If this holds true, this would support the idea that much smaller, human curated datasets will be of much higher value than synthetic datasets generated by LLMs
Whichever has the most information wins. When the information has structure you can heavily exploit it for generating synthetic data. For this I point you to Apple Sim. It’s a repository of 3D models for interiors. You can generate many layers of information by controlling the renderer and then use it on real photos. That’s done all over images so vectorial spaces are pretty natural for embeddings. You don’t need to add much structure algebraically speaking.
If your domain is heavily algebraic, you might even be able to generate correct examples arbitrarily, which is a situation I recommend anyone to be in.

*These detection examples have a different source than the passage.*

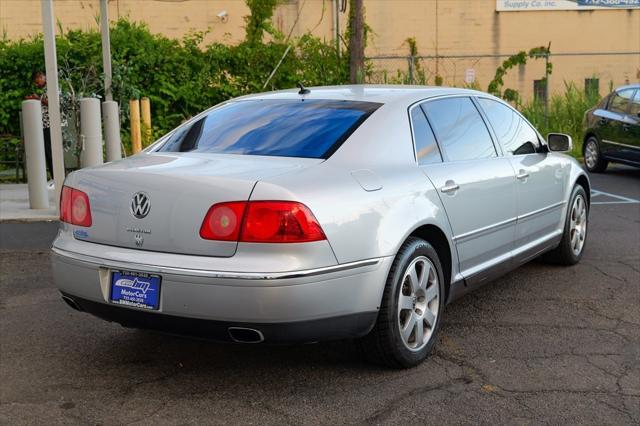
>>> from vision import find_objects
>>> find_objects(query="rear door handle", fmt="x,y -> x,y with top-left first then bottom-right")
440,180 -> 460,194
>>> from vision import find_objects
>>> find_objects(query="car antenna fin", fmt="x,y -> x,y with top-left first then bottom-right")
298,83 -> 311,95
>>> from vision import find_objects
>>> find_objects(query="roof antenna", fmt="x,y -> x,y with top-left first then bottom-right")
298,83 -> 311,95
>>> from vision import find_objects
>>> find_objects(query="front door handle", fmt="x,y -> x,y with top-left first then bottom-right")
440,180 -> 460,194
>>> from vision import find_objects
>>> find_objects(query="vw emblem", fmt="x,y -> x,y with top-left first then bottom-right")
131,192 -> 151,219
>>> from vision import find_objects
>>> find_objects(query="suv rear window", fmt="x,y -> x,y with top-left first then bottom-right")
159,99 -> 381,158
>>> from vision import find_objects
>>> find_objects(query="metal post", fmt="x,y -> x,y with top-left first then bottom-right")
80,98 -> 103,167
41,0 -> 64,209
544,51 -> 551,130
140,97 -> 152,147
409,56 -> 415,84
22,100 -> 49,209
129,99 -> 142,154
100,0 -> 113,101
102,101 -> 122,161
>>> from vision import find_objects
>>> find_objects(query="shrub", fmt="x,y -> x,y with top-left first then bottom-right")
0,19 -> 349,156
521,82 -> 599,157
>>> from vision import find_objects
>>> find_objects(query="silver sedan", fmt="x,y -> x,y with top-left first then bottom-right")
52,86 -> 590,367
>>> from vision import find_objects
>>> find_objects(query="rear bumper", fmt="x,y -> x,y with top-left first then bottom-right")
52,243 -> 392,342
62,292 -> 378,343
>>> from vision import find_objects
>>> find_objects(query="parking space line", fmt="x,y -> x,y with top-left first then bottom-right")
591,189 -> 640,204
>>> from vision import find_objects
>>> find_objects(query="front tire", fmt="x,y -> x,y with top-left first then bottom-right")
361,237 -> 445,368
543,185 -> 589,266
584,136 -> 609,173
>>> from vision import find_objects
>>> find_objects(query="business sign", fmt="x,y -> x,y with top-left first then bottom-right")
496,0 -> 640,12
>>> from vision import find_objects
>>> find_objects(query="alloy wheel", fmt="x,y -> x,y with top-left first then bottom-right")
569,195 -> 587,256
398,256 -> 440,351
584,139 -> 598,169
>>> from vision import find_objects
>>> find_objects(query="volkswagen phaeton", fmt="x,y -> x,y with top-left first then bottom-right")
52,85 -> 590,367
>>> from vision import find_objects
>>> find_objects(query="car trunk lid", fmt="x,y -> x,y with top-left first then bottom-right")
66,153 -> 322,257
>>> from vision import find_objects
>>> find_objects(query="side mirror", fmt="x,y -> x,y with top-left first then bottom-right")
547,133 -> 573,152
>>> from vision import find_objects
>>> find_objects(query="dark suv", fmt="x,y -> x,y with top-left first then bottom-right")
582,84 -> 640,172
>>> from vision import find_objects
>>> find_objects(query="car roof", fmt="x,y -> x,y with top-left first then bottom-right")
236,84 -> 487,104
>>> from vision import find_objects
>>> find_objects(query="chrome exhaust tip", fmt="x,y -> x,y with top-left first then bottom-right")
228,327 -> 264,343
62,296 -> 82,312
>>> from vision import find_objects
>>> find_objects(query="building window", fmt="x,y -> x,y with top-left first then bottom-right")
584,78 -> 600,98
533,79 -> 547,102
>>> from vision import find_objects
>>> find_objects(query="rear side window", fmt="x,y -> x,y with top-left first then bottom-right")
478,98 -> 539,155
423,97 -> 497,161
411,106 -> 442,165
159,99 -> 381,158
629,89 -> 640,116
608,89 -> 633,114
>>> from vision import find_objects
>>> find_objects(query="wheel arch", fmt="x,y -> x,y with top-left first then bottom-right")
582,129 -> 600,155
574,174 -> 591,205
405,224 -> 453,300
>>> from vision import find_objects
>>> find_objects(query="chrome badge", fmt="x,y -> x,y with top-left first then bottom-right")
131,192 -> 151,219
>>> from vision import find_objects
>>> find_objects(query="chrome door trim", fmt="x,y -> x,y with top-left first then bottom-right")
452,201 -> 566,243
602,139 -> 640,150
518,201 -> 567,222
452,217 -> 518,243
440,183 -> 460,194
51,247 -> 381,280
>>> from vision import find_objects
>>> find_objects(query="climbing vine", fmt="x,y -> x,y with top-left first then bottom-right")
487,43 -> 553,103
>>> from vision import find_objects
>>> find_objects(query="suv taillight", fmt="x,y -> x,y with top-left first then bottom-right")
60,186 -> 91,227
200,201 -> 326,243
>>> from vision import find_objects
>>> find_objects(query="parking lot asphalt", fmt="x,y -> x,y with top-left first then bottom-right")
0,167 -> 640,425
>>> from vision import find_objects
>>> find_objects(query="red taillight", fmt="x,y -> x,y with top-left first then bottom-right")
60,186 -> 91,227
200,201 -> 247,241
240,201 -> 325,243
200,201 -> 326,243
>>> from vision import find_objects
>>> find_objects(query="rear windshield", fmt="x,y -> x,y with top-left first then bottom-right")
159,99 -> 381,158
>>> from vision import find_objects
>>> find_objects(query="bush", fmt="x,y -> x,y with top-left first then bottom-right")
521,82 -> 600,157
0,19 -> 349,156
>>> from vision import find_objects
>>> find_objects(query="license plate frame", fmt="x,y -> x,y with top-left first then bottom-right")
109,269 -> 162,311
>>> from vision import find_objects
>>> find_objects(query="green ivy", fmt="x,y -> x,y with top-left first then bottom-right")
487,44 -> 553,104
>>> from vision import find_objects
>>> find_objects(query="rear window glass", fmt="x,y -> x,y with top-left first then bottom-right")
159,99 -> 381,158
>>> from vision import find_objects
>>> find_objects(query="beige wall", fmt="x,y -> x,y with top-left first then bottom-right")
0,0 -> 640,97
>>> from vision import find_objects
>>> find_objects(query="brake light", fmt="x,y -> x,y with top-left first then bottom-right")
60,186 -> 91,227
200,201 -> 326,243
200,201 -> 247,241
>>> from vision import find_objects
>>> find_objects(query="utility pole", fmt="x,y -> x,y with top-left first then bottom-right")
349,0 -> 364,84
100,0 -> 113,101
41,0 -> 64,208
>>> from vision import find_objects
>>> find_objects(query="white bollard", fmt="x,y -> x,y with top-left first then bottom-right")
22,100 -> 49,209
102,101 -> 122,161
80,98 -> 104,167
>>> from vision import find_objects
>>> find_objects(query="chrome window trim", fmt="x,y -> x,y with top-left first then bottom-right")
51,247 -> 381,280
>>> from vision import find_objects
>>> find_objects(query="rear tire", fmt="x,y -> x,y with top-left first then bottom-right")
360,237 -> 445,368
583,136 -> 609,173
543,185 -> 589,266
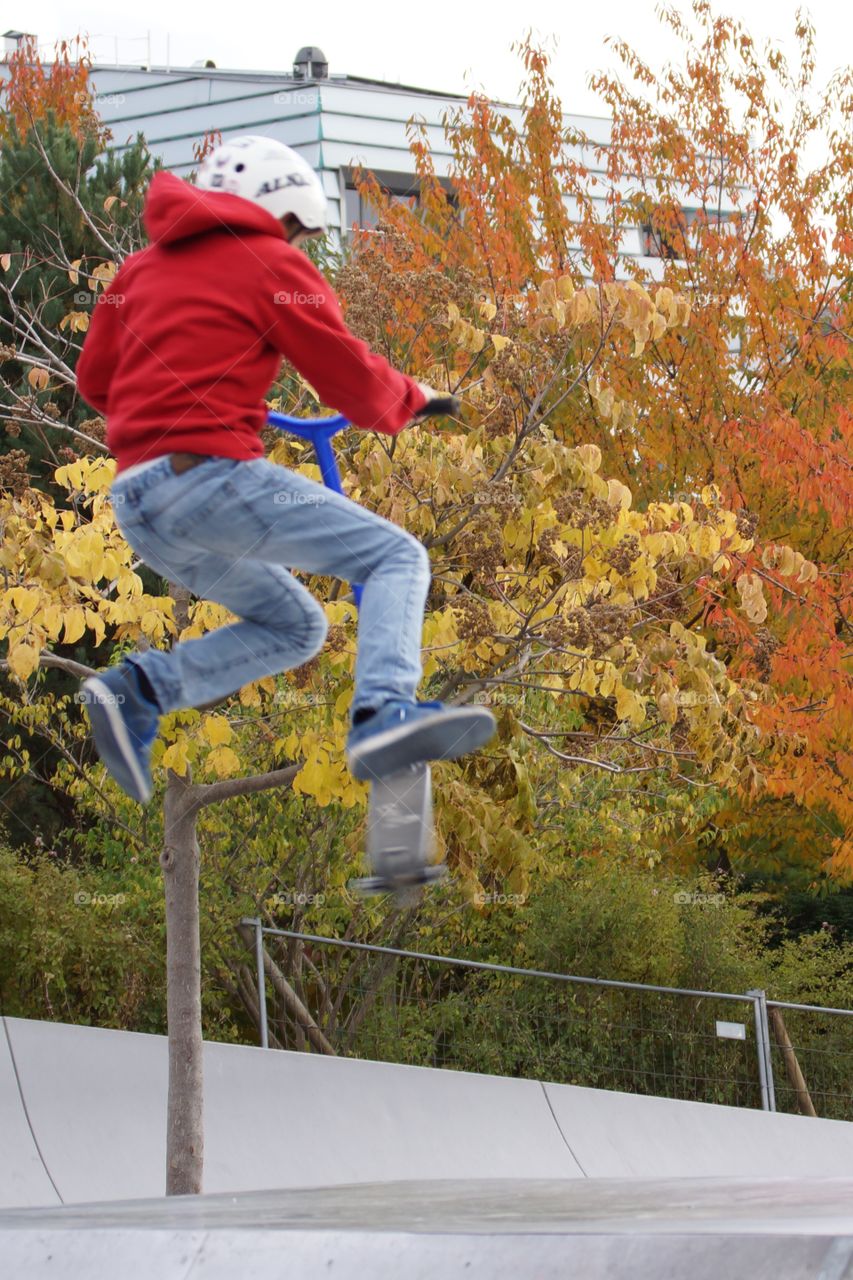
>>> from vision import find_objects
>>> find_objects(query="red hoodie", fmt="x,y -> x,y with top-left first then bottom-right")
77,173 -> 427,471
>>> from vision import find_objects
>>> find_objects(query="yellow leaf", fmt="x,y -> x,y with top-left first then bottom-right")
205,746 -> 240,778
9,644 -> 38,680
616,684 -> 646,728
160,737 -> 187,778
63,605 -> 86,644
575,444 -> 601,471
607,480 -> 633,511
201,716 -> 233,746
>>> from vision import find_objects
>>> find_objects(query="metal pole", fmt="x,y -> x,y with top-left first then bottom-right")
747,988 -> 776,1111
252,916 -> 269,1048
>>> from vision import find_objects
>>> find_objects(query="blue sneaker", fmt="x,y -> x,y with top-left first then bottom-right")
79,663 -> 160,804
347,700 -> 497,781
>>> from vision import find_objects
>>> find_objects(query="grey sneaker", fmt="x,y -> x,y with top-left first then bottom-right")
347,700 -> 497,781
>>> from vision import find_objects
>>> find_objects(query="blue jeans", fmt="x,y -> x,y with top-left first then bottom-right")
110,457 -> 430,712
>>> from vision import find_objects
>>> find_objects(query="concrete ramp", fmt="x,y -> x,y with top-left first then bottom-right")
0,1018 -> 853,1207
0,1179 -> 853,1280
0,1025 -> 59,1206
0,1018 -> 853,1280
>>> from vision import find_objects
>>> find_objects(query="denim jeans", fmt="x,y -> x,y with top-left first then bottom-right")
110,457 -> 430,712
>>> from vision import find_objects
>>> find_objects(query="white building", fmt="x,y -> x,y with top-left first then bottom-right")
0,32 -> 730,274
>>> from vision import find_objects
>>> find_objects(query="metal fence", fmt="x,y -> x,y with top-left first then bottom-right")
242,919 -> 853,1120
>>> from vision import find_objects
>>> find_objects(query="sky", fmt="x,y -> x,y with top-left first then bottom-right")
11,0 -> 853,115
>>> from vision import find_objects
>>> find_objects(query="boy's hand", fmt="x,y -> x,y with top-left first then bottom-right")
412,383 -> 462,422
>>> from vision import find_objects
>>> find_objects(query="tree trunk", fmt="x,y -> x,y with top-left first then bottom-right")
160,772 -> 204,1196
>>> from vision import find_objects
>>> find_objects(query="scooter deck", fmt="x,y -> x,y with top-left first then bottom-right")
351,763 -> 447,899
350,863 -> 447,906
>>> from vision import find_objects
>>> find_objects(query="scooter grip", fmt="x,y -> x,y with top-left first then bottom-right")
415,396 -> 462,422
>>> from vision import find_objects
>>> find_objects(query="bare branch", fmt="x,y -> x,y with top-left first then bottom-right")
193,763 -> 302,808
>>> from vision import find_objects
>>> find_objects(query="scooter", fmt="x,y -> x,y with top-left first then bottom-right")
268,396 -> 460,906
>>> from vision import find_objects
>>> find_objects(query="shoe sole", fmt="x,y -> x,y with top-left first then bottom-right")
347,707 -> 497,782
82,676 -> 154,804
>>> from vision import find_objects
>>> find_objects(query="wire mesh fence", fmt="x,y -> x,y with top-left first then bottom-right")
243,920 -> 853,1119
767,1000 -> 853,1120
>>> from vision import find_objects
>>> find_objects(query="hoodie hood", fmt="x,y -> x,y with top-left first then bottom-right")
142,172 -> 284,244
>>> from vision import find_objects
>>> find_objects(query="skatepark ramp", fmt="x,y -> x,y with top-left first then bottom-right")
0,1018 -> 853,1280
0,1018 -> 853,1207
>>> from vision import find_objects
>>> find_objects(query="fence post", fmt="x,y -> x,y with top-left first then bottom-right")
747,988 -> 776,1111
251,916 -> 269,1048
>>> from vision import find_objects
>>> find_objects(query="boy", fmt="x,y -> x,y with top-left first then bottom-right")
77,136 -> 494,804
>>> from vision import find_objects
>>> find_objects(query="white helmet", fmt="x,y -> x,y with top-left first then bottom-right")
196,133 -> 329,232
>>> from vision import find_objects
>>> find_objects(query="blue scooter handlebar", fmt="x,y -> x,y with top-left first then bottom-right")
266,396 -> 461,605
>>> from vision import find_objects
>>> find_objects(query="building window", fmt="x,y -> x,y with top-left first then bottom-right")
640,207 -> 740,259
345,184 -> 418,234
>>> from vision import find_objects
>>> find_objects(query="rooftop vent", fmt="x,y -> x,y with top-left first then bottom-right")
3,31 -> 36,54
293,45 -> 329,79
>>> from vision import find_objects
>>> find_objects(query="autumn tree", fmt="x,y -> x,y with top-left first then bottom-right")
351,0 -> 853,877
0,10 -> 835,1190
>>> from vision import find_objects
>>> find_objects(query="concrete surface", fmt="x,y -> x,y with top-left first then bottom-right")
0,1018 -> 853,1280
0,1179 -> 853,1280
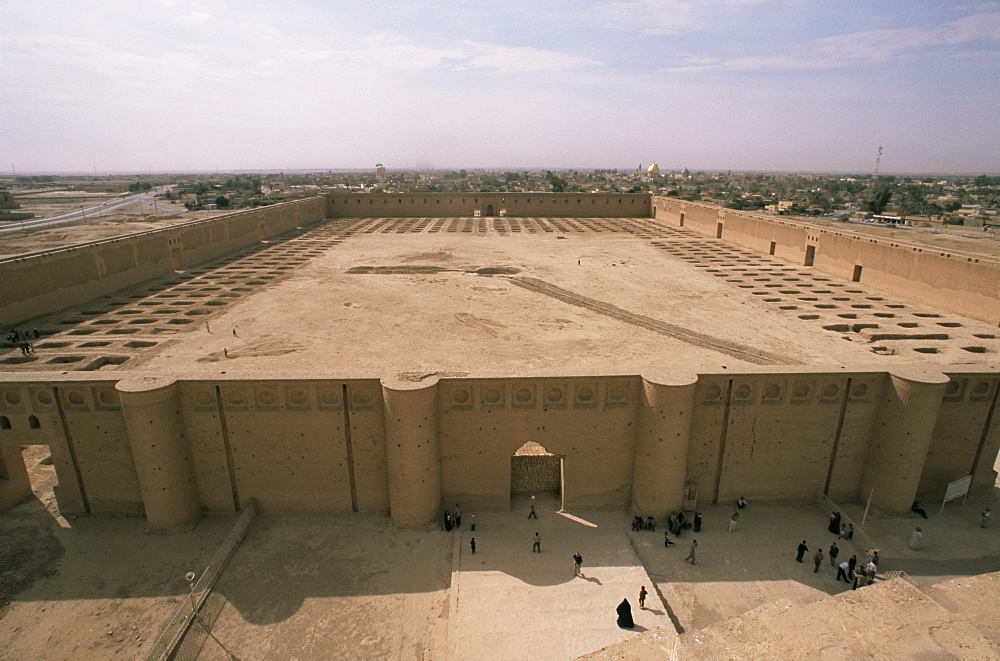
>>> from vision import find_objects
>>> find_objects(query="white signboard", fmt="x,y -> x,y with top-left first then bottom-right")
941,475 -> 972,512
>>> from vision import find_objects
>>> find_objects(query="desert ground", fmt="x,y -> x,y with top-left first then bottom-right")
7,213 -> 1000,377
0,446 -> 1000,660
0,210 -> 1000,659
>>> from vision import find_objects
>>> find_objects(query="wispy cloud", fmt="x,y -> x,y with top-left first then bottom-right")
665,12 -> 1000,72
456,41 -> 601,73
258,33 -> 600,75
592,0 -> 781,35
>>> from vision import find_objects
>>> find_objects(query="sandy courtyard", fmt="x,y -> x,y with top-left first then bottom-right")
129,222 -> 984,375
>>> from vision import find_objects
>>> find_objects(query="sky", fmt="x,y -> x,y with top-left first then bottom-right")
0,0 -> 1000,174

I assume there is a value metric that balances quantity with quantity that may be exploitable in our mid-gains period of understanding the tech behavior -- meaning potential gains from synthetic data. That said, I also expect no-free-lunch to kick in at some point, and synthetic data doesn't always pay attention to the data generating process for outliers.
You will find active learning interesting. It starts by attributing a value to each point in your domain that it learns to match the expected gain in some performance metric.
This metric can be learned so it’s okay if it’s really hard to specify.
I doubt it. If anything, ULMFiT era AI has finally killed the need for human curated data. ChatGPT 4 is already being used as an oracle model that everyday AI models are trained off of. A truly gargantuan oracle model will obviate all but the smallest of human input.
GPT4 relies heavily on human curated data. Both for specific domains and for instruction following. Any new model that tries to go beyond it will also likely rely on such data.
Yeah it's been known that OpenAI hires domain experts. If anything, they augment that high quality data rather than just starting from bare bones synthetic data.